At today’s meeting of the Humboldt County Board of Supervisors, Board Chair Rex Bohn warned that the county government is at risk of being hacked and held for ransom.
“This is a very, very real threat,” he said.
Bohn cited an April malware attack against Imperial County’s government website, saying it crippled their system for months. Cities and counties across the country have been targeted by ransomware, with the perpetrators demanding millions of dollars.
Bohn said eight or nine local businesses have been hit by such attacks. “Nobody wants to talk about it, but this is a big, big deal,” he said. The county is working to prevent such an attack here. “We’re being very, very proactive,” Bohn said.
The subject came up during a discussion about a $25,000 grant the county recently received through the Help America Vote Act (HAVA) to improve cybersecurity and voting infrastructure.
Kelly Sanders, the county clerk/recorder/registrar of voters, said her staff has gone through extensive training on cybersecurity. Tom Lukins, with the county’s information technology department, said the county is looking to collaborate with the state’s Information Security Advisory Committee.
“We’re trying to understand what the threat is so we can target our defenses,” Lukins said.
Kelly was asking the board today for approval to use the $25,000 in grant funding to buy some security software called Tenable Vulnerability Management, from a company called CDW-G, LLC.
During discussion on the matter, Bohn also brought up concerns about voter fraud, saying he gets lots of calls from people who are worried about Russian interference in the 2020 election.
Bohn expressed his own worries, though, about the potential for fraud with same-day voter registration, a state program that allows eligible citizens who’ve missed the registration deadline to vote anyway, as long as they complete a conditional registration.

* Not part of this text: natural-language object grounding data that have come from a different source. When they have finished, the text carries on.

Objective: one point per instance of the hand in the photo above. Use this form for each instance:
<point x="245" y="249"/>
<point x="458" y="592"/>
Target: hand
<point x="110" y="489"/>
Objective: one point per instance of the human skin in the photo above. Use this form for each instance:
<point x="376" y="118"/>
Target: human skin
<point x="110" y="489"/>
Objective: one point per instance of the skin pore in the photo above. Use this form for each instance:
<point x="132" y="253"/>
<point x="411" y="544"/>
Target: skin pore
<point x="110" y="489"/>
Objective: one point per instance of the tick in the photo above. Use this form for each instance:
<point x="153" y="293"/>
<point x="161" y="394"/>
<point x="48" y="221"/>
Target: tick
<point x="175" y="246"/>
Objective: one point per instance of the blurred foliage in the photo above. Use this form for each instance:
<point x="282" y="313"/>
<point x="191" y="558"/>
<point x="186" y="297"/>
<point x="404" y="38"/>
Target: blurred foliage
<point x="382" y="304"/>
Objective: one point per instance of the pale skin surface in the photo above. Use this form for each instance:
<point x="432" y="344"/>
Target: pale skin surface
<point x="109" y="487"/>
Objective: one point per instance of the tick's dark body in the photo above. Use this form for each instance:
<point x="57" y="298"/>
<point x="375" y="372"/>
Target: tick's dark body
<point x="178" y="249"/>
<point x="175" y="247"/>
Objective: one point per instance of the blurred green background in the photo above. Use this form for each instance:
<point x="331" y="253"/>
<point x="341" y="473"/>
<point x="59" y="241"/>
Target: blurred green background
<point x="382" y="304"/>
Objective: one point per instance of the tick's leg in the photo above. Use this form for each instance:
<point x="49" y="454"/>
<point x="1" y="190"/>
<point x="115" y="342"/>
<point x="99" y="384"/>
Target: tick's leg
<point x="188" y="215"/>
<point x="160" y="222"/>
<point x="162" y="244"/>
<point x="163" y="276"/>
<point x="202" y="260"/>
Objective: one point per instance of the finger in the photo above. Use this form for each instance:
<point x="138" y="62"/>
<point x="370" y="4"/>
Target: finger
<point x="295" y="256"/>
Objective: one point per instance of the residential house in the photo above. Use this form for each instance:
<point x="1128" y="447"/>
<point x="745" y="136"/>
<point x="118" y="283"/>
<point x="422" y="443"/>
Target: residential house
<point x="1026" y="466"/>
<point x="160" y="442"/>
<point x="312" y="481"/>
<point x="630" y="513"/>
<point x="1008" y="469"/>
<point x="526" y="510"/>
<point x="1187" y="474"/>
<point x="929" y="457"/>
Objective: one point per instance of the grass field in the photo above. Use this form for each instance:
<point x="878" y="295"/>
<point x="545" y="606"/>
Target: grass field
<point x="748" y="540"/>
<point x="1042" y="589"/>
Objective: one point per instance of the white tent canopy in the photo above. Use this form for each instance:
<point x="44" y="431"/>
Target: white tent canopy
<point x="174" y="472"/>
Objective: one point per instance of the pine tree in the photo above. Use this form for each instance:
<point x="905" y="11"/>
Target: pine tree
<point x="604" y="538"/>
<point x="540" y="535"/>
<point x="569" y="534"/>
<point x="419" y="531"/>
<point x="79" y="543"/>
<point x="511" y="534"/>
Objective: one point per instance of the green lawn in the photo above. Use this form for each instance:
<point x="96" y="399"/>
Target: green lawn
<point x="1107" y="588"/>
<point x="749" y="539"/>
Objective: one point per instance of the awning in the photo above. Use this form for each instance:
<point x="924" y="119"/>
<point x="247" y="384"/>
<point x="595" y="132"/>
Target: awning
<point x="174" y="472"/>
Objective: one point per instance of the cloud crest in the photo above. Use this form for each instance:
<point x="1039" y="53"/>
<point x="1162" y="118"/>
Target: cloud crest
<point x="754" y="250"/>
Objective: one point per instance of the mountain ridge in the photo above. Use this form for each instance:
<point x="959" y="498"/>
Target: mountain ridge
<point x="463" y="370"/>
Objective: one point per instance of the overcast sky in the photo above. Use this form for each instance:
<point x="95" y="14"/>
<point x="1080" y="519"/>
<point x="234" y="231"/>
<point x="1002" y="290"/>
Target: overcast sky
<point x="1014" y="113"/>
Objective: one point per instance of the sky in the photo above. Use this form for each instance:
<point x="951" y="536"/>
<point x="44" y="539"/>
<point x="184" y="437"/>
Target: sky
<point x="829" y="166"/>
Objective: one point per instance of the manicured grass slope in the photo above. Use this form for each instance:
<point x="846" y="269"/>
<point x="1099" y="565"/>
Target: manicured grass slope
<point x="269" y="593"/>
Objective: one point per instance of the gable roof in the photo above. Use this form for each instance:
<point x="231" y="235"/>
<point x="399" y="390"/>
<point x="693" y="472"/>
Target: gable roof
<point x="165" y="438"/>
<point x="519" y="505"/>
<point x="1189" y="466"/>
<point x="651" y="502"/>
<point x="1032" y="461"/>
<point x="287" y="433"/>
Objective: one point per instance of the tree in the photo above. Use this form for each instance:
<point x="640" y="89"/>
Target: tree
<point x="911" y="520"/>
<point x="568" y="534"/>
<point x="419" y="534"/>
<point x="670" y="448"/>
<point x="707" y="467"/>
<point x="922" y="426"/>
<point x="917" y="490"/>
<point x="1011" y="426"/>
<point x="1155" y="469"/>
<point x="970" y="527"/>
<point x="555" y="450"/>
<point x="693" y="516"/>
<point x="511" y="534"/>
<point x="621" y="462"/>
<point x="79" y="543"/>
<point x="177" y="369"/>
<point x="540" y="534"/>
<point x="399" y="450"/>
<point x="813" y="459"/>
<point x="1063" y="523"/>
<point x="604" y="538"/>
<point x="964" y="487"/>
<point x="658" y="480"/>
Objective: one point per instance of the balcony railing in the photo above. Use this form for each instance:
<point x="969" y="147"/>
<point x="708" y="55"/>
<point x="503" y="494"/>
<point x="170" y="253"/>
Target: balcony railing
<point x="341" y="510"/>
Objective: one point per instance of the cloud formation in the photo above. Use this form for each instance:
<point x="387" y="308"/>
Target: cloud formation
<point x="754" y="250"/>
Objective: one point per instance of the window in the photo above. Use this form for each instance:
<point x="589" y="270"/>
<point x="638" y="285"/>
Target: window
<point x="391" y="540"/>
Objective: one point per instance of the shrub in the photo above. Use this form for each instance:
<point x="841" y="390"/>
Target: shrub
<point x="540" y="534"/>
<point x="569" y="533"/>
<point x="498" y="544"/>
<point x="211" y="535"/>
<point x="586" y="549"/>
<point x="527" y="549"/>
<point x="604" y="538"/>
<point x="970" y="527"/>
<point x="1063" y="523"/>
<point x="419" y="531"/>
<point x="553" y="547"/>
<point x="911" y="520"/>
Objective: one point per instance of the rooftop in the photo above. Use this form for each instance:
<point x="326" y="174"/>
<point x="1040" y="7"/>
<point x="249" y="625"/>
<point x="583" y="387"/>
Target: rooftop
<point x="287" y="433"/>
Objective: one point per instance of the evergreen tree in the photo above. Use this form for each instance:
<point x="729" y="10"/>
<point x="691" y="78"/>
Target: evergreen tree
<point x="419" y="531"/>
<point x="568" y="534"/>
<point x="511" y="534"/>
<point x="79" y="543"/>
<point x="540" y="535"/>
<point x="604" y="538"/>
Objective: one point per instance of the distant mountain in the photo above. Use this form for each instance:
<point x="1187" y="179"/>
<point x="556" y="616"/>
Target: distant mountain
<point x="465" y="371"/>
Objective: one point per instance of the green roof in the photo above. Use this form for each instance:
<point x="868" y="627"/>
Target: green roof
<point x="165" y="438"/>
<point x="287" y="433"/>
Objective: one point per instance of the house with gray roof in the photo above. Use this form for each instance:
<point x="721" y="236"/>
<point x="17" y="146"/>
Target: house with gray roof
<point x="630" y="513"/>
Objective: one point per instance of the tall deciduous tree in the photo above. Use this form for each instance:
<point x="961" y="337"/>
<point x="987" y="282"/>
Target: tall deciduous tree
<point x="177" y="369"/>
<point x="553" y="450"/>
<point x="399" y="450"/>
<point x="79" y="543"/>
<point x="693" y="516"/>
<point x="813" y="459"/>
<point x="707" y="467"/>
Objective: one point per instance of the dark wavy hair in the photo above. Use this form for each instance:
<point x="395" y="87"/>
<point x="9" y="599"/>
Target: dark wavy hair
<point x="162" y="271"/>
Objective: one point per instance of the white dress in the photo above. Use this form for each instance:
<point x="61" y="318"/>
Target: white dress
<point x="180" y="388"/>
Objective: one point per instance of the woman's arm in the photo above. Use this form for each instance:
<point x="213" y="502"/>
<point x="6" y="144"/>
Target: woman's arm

People can take advantage of the program even on Election Day, and Bohn said he saw a long line at the county Election Office at 8 p.m. last year.
Sanders explained that such voters fill out a “conditional provisional ballot,” listing their current address and other information and signing the document under penalty of perjury.
But Bohn, who is up for reelection in the First District next year, said it sounds to him like the system might allow for “floating voters,” meaning people who lie about their address in an effort to swing an election.
Third District Supervisor Mike Wilson pushed back against that notion, saying fears of voter fraud are “far outweighed by voter disenfranchisement and lack of participation.”
Studies and analysis have shown that the incidence of in-person voter fraud is vanishingly rare.
Fifth District Supervisor Steve Madrone thanked Sanders and Lukins and commended the work of the Humboldt Transparency Project, a program launched in 2008 that scans each and every ballot cast in an election, allowing people to look at each individual bubble and write-in vote.
“I hope our residents recognize that we do have the best elections department in the State of California,” Madrone said.
The board wound up approving Sanders’ request unanimously, giving the Elections Department authority to purchase the cybersecurity software.
Later in the meeting, Maggie Kraft, executive director of the Area 1 Agency on Aging (A1AA), offered an update on the recently formed Hoarding Task Force, which offers assistance local residents who hoard compulsively, as well as their friends and family members.
Kraft said that between two and four percent of the country’s population — translating to roughly 2,700 to 5,500 people here in Humboldt County — suffers from a hoarding disorder, and symptoms tend to get worse with age or some type of upheaval, such as divorce or health issues.
“Most people don’t understand hoarding or the toll it takes,” Kraft said.
In March the A1AA held a day-long conference, with funding from the county’s Department of Health and Human Services and the Mental Health Services Act, called, “Dispelling Stigma: Hoarding Education, Treatment and Prevention.”
Kraft said grant funding also helped her agency start two support groups — one for people who hoard and another for their friends and family. Kraft currently leads these groups but said her agency would like to train participants to become peer leaders.
The A1AA will hold its next meeting on Oct. 16, Kraft said.